Respuesta :
Sure, here's the sinking fund table:
| Period | Amount of Deposit | Interest Earned | Account Balance |
|--------|-------------------|-----------------|-----------------|
| 1 | $750 | $45 | $795 |
| 2 | $750 | $47.70 | $1592.70 |
| 3 | $750 | $49.92 | $2392.62 |
| 4 | $750 | $52.76 | $3195.38 |
| 5 | $750 | $55.71 | $4011.09 |
To calculate the interest earned, we use the formula for compound interest:
\(A = P(1 + r/n)^{nt}\)
Where:
- \(A\) is the amount of money accumulated after n years, including interest.
- \(P\) is the principal amount (the initial amount of money).
- \(r\) is the annual interest rate (in decimal).
- \(n\) is the number of times that interest is compounded per unit \(t\).
- \(t\) is the time the money is invested for, in years.
In this case, \(P = $750\), \(r = 6\% = 0.06\), \(n = 1\) (compounded annually), and \(t = 1, 2, 3, 4, 5\).

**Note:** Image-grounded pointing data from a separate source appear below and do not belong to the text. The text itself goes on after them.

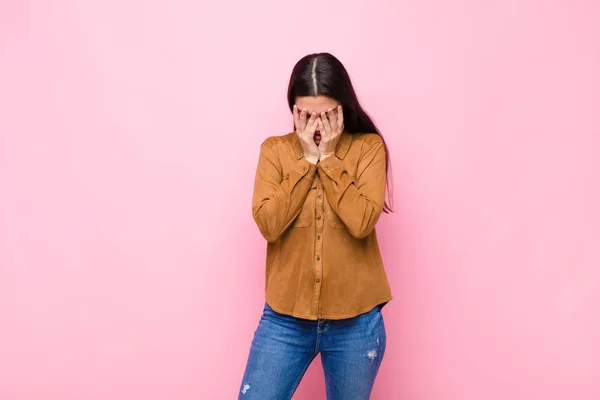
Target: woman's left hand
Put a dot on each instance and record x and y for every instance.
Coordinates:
(331, 127)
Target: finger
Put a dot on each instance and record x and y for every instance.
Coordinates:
(332, 120)
(303, 120)
(340, 117)
(311, 122)
(296, 117)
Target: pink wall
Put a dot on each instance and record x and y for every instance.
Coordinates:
(131, 268)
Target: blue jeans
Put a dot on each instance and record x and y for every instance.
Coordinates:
(284, 346)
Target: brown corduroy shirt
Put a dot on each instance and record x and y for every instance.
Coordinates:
(323, 260)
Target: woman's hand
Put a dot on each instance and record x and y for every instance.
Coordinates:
(306, 131)
(331, 127)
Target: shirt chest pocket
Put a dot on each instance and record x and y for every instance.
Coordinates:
(307, 214)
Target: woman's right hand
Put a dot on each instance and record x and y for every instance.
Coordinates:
(306, 131)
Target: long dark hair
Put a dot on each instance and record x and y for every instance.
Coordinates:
(322, 74)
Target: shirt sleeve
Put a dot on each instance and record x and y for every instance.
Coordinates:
(278, 197)
(357, 200)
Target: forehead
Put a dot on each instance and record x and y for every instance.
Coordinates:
(316, 103)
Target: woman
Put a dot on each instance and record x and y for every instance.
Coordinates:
(317, 195)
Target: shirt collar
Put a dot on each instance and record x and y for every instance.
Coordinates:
(340, 152)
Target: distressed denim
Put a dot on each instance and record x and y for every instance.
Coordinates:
(284, 346)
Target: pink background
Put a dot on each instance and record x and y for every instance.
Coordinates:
(131, 268)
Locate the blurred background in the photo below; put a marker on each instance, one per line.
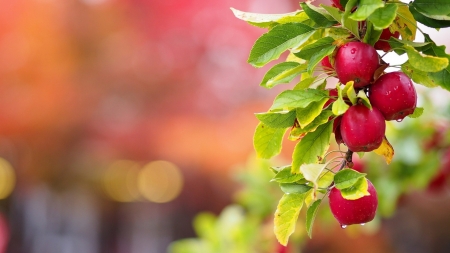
(121, 120)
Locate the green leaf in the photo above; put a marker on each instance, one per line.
(339, 106)
(267, 140)
(383, 17)
(280, 119)
(309, 50)
(319, 17)
(312, 172)
(317, 57)
(435, 9)
(325, 179)
(419, 77)
(405, 24)
(261, 20)
(273, 43)
(286, 216)
(419, 46)
(347, 178)
(365, 9)
(372, 35)
(417, 113)
(364, 99)
(285, 176)
(350, 92)
(319, 120)
(311, 215)
(358, 190)
(441, 78)
(268, 80)
(294, 188)
(288, 75)
(307, 115)
(335, 13)
(305, 83)
(297, 98)
(312, 147)
(434, 23)
(425, 63)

| Period | Amount of Deposit | Interest Earned | Account Balance |
|--------|-------------------|-----------------|-----------------|
| 1 | $750 | $45 | $795 |
| 2 | $750 | $47.70 | $1592.70 |
| 3 | $750 | $49.92 | $2392.62 |
| 4 | $750 | $52.76 | $3195.38 |
| 5 | $750 | $55.71 | $4011.09 |
To calculate the interest earned, we use the formula for compound interest:
\(A = P(1 + r/n)^{nt}\)
Where:
- \(A\) is the amount of money accumulated after n years, including interest.
- \(P\) is the principal amount (the initial amount of money).
- \(r\) is the annual interest rate (in decimal).
- \(n\) is the number of times that interest is compounded per unit \(t\).
- \(t\) is the time the money is invested for, in years.
In this case, \(P = $750\), \(r = 6\% = 0.06\), \(n = 1\) (compounded annually), and \(t = 1, 2, 3, 4, 5\).